Part 2: The Surprise.

Norah was disappointed that he was going again. But she had a lot of work to do and with Ethan gone, she could let her messy side loose. The dishes could pile up, her clothes could litter the floor, her shoes need not find their proper home and she could hyper-focus on the photographs.

The gallery had a hole in their schedule and they offered her a three month slot but only if she could have them ready in two months. It was a tight deadline, but with Ethan off trouble-shooting his project, she might be able to pull it off. Even when he was busy, he was a distraction. She always had this feeling that their time together might end at any moment. It was less premonition and more learned gratitude.

Sometimes Norah couldn’t believe that she had this life with him. Not just because of the circumstances of their initial attachment. Newly single in her forties, Norah had not believed it possible that she would find someone age appropriate, single, who didn’t want to have children, non-religious, liberal, intelligent, funny and who might accept her, just as she was. Besides those must-have’s, Norah had a thing for foreign men. She had a consistent type, a propensity analyzed ad nauseam by the girlfriends of her single days.

Her first teenage boyfriend had been half Iranian, though she didn’t know it when she met him. Growing up in a stiflingly small town with the same group of friends from kindergarten to high school, Norah was attracted to anyone who was different.

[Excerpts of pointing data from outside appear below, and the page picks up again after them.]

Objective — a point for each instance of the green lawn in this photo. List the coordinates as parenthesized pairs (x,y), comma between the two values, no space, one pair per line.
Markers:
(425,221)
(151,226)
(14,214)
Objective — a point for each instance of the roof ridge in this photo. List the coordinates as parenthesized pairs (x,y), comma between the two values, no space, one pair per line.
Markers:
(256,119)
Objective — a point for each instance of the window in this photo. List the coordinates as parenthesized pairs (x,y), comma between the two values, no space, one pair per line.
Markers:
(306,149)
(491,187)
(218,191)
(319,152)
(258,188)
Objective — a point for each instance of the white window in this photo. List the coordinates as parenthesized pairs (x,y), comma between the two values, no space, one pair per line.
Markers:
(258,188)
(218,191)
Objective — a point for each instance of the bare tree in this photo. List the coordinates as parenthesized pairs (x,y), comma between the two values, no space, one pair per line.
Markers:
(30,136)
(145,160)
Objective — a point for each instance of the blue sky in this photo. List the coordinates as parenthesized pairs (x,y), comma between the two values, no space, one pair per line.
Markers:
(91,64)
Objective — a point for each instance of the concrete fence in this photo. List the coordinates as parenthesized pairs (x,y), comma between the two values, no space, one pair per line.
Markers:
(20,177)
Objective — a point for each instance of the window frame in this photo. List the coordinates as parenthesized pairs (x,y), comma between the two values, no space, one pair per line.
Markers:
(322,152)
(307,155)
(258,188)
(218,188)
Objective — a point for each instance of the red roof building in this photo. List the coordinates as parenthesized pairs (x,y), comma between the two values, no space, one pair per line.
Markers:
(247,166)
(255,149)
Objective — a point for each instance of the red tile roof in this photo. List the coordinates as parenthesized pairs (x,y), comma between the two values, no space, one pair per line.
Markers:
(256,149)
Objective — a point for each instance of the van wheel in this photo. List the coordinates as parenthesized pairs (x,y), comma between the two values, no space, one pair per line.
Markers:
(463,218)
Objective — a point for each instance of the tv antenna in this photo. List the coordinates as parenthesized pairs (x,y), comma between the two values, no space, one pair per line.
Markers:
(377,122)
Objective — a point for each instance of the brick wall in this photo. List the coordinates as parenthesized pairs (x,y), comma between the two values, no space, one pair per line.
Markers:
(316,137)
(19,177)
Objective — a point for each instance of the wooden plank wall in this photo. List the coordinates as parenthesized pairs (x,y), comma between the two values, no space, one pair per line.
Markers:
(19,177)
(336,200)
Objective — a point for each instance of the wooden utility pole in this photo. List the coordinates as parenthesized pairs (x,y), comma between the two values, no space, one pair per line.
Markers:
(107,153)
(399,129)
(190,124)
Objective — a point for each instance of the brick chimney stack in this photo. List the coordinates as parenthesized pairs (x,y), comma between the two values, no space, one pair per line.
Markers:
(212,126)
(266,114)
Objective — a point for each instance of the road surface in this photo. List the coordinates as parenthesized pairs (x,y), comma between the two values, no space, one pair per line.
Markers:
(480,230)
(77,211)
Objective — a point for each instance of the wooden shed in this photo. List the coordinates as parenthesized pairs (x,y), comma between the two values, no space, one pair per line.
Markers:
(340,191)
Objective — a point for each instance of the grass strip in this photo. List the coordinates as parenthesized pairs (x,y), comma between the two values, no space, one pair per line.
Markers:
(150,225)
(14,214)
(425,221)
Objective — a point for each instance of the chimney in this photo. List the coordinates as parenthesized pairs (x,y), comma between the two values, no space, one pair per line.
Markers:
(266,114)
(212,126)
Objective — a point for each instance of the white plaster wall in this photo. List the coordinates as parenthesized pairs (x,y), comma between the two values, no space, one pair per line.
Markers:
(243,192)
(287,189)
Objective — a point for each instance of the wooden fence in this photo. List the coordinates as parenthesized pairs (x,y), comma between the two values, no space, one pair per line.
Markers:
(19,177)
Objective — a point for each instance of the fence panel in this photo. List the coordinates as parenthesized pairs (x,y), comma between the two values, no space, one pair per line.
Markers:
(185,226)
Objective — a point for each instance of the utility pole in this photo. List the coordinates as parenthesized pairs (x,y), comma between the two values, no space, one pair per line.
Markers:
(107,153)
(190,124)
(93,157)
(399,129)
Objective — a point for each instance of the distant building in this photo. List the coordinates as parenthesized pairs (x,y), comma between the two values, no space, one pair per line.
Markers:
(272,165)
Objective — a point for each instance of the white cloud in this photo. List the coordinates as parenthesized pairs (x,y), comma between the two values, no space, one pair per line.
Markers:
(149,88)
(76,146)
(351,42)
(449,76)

Maybe it was the idea that she might be taken away from the small, central Louisiana bubble. Maybe she was bored with her stunted environment. Norah had been a deathly shy child, vulnerable to ridicule as she grew up. Sarcasm became a weapon, learned from the master, her mother. Her defensive comebacks gave her a mean, cold and unapproachable demeanor. The boys who picked on her as a child did not ask her out as a teenager.

It took a stranger to see her as something different. He saw a pretty girl he wanted. After that 2-year, traumatic fiasco, resulting in the birth of her daughter, she dated a couple of Anglo Saxons in college until she was once again intrigued by the different one. The quiet Chinese guy who spoke perfect English, wore a maroon beret, army jacket, skater vans and rolled around campus with his blue-black bangs hanging in front of his face. When their lives finally split, twenty-four years later, they had spent more time with each other, than without. He was all she knew.

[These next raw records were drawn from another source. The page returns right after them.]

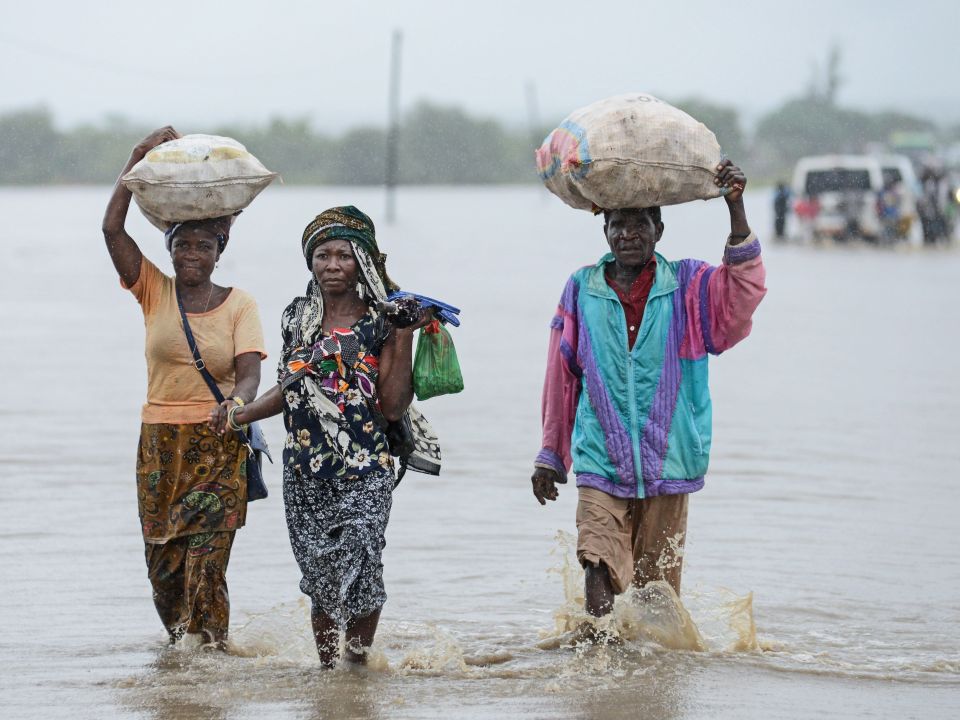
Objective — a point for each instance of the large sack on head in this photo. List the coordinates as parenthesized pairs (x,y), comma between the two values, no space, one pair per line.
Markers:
(629,151)
(196,177)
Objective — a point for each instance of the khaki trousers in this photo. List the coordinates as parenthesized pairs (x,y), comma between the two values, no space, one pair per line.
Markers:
(638,540)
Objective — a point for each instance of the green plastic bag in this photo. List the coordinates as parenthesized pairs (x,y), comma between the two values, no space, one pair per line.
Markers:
(436,370)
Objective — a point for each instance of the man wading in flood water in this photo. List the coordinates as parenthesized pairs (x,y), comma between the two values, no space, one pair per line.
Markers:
(625,400)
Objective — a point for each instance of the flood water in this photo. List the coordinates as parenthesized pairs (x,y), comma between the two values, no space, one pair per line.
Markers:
(821,577)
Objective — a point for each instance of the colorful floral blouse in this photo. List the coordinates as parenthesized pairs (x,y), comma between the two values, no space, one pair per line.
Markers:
(343,437)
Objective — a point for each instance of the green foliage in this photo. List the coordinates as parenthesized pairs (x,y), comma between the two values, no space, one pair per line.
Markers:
(29,145)
(439,144)
(813,125)
(724,121)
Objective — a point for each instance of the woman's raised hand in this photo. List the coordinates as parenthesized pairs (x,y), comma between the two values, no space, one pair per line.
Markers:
(217,421)
(157,137)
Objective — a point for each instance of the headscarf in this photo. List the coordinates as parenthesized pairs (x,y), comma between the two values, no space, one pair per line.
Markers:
(348,223)
(302,322)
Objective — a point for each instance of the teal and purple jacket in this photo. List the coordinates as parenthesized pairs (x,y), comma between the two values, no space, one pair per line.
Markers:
(636,423)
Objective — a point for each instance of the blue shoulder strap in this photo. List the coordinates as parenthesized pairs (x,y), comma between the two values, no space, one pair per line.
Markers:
(201,367)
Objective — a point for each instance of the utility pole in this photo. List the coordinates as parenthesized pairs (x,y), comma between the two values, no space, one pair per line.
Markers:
(393,128)
(533,115)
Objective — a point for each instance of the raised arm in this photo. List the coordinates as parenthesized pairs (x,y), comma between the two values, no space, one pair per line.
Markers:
(123,250)
(721,300)
(561,391)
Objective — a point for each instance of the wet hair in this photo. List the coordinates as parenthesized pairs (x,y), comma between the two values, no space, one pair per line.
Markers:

In those early post-divorce days, there had been the Syrian doctor, the Mexican puppeteer, the Iraqi interpreter and the man she still remembered as one of the great loves of her life, the Indian graduate student. What a weird little fling that had been. For about three years they maintained a very physical yet oddly romantic off and on relationship. They were still in touch. He was married now and living in Dallas. Norah reminded him regularly of his promise, or her demand really, that he name his daughter after her. He claimed Norah was not a proper Muslim name. She would settle for Maria, her middle name.

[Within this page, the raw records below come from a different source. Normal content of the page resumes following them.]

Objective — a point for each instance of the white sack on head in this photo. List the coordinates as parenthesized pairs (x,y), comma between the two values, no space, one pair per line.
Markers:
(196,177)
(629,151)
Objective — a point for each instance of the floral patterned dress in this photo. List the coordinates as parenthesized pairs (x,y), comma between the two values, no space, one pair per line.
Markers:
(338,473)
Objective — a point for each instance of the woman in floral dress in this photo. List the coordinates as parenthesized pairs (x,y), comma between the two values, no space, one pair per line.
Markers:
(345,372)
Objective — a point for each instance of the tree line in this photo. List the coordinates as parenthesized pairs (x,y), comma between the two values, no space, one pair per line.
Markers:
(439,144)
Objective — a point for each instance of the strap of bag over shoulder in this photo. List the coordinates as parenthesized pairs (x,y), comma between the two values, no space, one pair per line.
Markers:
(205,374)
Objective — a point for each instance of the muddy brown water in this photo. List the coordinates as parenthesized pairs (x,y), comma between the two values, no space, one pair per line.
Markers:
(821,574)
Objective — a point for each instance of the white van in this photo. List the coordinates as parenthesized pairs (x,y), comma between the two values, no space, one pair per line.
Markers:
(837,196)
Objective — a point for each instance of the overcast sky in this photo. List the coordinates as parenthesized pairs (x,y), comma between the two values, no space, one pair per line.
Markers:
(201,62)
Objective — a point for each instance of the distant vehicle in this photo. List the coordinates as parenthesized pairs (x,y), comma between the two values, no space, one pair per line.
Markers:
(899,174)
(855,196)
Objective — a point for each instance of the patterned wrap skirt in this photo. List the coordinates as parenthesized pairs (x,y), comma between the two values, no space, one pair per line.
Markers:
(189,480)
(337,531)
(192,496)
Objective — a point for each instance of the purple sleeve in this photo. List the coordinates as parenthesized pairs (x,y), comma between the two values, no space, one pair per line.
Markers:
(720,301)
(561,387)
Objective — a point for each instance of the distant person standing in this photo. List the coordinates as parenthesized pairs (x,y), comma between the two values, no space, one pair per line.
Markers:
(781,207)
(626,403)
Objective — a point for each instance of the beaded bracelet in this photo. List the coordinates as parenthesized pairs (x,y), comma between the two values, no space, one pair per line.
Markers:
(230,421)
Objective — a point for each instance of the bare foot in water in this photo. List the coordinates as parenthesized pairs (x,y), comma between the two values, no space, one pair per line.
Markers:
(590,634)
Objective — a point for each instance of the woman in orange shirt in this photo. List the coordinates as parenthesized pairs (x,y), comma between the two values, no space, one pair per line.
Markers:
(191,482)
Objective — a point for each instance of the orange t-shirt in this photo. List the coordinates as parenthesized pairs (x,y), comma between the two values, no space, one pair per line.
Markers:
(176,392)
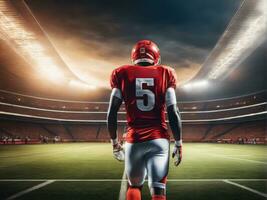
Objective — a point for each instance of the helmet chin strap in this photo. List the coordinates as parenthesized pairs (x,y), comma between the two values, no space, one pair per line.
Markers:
(145,60)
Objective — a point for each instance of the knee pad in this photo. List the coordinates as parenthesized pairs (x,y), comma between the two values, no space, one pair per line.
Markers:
(158,184)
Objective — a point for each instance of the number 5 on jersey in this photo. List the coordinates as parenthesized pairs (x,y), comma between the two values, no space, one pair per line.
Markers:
(140,92)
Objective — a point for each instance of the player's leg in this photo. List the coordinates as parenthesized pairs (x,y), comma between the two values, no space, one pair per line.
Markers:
(157,167)
(135,169)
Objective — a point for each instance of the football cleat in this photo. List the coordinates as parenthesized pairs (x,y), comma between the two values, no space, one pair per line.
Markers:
(145,51)
(118,152)
(177,154)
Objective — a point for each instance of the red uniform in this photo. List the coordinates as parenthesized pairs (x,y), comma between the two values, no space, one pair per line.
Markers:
(143,90)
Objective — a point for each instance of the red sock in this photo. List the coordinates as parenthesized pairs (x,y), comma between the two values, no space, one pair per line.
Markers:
(133,193)
(158,197)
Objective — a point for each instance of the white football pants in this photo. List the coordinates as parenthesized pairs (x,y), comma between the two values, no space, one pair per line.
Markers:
(149,158)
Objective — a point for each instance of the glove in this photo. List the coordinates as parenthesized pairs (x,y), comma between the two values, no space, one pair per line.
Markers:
(118,151)
(177,152)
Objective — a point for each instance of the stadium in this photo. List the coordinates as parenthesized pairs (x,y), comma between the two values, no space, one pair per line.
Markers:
(54,142)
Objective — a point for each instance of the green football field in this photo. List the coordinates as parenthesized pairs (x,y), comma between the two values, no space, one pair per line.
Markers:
(88,171)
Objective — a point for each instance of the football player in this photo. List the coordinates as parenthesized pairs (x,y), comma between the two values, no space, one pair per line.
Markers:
(148,90)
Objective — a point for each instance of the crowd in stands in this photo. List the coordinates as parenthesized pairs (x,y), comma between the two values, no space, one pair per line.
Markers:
(25,130)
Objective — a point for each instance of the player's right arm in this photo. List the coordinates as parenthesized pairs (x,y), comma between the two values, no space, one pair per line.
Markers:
(174,119)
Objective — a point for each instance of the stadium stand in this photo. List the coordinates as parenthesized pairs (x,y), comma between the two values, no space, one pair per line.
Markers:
(235,120)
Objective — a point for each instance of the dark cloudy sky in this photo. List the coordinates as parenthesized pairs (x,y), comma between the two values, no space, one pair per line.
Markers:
(96,36)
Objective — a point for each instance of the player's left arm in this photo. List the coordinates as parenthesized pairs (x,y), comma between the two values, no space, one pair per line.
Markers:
(114,105)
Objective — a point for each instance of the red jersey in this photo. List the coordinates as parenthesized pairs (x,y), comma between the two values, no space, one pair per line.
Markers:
(143,90)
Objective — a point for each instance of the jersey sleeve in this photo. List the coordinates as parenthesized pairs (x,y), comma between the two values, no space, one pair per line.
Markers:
(114,80)
(172,79)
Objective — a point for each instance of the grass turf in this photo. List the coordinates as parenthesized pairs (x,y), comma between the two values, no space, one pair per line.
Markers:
(95,161)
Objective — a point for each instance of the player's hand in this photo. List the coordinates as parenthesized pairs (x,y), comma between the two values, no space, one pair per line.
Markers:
(177,154)
(118,152)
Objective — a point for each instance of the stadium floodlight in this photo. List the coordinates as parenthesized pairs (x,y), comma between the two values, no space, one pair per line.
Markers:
(196,84)
(239,44)
(26,43)
(79,84)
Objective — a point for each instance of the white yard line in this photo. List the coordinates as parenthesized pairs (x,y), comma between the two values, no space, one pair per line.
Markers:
(242,159)
(246,188)
(123,180)
(19,194)
(123,189)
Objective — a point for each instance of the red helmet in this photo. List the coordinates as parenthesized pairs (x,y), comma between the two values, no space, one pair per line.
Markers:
(145,51)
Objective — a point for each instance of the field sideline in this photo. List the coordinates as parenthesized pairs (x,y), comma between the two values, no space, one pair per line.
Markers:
(88,171)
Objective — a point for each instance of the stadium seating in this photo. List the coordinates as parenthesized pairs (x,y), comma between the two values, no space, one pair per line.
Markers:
(31,117)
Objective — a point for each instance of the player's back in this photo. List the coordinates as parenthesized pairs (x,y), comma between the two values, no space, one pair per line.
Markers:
(143,89)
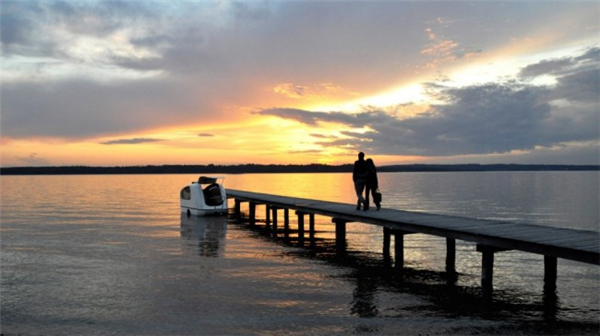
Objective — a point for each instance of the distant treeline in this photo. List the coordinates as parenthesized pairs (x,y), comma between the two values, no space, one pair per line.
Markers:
(256,168)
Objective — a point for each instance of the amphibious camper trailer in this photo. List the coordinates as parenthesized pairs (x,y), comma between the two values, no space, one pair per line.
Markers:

It was about a year after he moved away that she met Ethan. There had been other dating attempts, all just flighty false starts and disappointments. When she saw Ethan for the first time, she was instantly intrigued. It wasn’t that he was classically handsome. It was just that he was so perfect…….to her. He was just tall enough with salt and pepper hair, kept short with stylish side burns. He wore black-rimmed, nerdy glasses that hid deep brown eyes. He had a nicely shaped face with a strong jaw and perfect nose. And those lips. Ethan had the most perfectly shaped lips. They softened his face and served as an enticement to Norah. She would never forget the first time she got to touch those beautiful lips with her own.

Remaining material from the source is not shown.